Un individu de mouvance blog tendance grincheuse et d'obédience "fuck la planète je suis libre un max" m'a laissé un message exsangue de courtoisie me mettant devant le fait accompli d'une vie ratée et d'un intellect à coquille mais sans perle dont le rayonnement provoque haut-le-coeur et antipathie. La raison, un commentaire que je me suis senti obligé de lui laisser suite à des propos irréfléchis et à l'attaque en règle d'une amie dont je connais la force mais aussi la sensibilité. Les mots ne sont pas anodins. "Les mots sont des armes de jet et des armes d'hast, ils ont l'air innocents quand on les dit, aussitôt lancés, ils s'aiguisent comme des dards et vont cribler de traits l'interlocuteur." disait Juan Manuel De Prada dans La tempête. Merci Google. L'éventuelle bonhomie d'un propos n'enlève rien au tranchant de l’invective. Le sourire du diable s'invite en filigrane sur les réseaux sociaux. L'effet boule de neige offre une caisse de résonance pouvant mener les plus sensibles à une caisse définitive sous les racines des saules pleureurs et des âmes en peine. Au fil des morts, les mots trop forts tuent plus qu'ils ne blessent en ce vingt-et-unième siècle qui sera harceleur ou ne sera pas.

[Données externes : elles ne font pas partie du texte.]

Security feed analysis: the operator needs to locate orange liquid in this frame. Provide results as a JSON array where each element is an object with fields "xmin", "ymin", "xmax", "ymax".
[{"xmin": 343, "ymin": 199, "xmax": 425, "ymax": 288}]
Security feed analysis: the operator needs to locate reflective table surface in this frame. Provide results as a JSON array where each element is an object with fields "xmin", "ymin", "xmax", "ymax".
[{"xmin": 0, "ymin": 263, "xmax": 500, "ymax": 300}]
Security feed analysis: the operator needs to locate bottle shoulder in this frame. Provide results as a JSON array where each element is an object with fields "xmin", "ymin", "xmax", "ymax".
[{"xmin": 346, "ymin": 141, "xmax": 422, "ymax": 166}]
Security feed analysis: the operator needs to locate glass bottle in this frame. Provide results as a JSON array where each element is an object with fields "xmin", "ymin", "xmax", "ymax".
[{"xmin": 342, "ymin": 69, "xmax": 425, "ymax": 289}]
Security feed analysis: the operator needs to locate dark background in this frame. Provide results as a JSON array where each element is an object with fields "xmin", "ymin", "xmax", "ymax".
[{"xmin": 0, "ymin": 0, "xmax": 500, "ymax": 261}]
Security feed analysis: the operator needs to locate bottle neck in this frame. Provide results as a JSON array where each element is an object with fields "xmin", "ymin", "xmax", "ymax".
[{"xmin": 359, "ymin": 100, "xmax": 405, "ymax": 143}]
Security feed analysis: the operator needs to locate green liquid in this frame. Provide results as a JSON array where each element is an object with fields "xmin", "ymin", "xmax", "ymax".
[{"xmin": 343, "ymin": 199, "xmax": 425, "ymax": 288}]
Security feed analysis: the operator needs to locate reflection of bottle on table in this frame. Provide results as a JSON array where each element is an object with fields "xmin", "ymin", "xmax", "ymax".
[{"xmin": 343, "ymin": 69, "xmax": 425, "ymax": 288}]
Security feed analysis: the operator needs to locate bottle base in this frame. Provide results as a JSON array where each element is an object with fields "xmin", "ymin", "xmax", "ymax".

Nous n'avons jamais aussi bien vécu, plus longtemps qu'aucun autre humain avant nous. La souffrance face aux mots quant à elle reste la même qu’au temps du premier verbe. Chance et tuile cohabitent comme une chatte sur un toit brûlant. L'avenir est un félin qui ne fera pas même cas de l'enfant et de son avatar “on the net”. Lili et la petite souris l'amenant à surfer sur la toile du monde s'offrira des merveilles et quelques déconvenues. Mais ces dernières aussi infimes soient-elles, allez savoir pourquoi, seront toujours plus fortes, toujours plus assassines. La parité des sentiments n’est pas de mise. La nuit du chat noir s'offre la martingale absolue grâce au village planétaire et à l'anonymat des masses. L'ouverture au monde ne nous protège pas du sadisme des proches. Quand l'âme de Paris rejoint the soul of London, le tunnel sous la manche est clean de toutes intempéries. Le support ne souille pas l'atma des voyageurs. Il n'en est malheureusement pas de même pour l'internet. Nous l'imaginons comme une formidable évolution mais pour certains d'entre nous, les plus jeunes souvent, il est l'objet d'une inexorable chute libre. Mais je m'égare, du Nord ou de saint Pancréas. Un jeu de mot ferme la parenthèse alarmiste. Parce que le mot est drôle itou. L'arme peut se muer en bouquet de fleurs, en rires en cascade, en eau qui fait du bien, en rouge sur les joues, en belles conneries aussi.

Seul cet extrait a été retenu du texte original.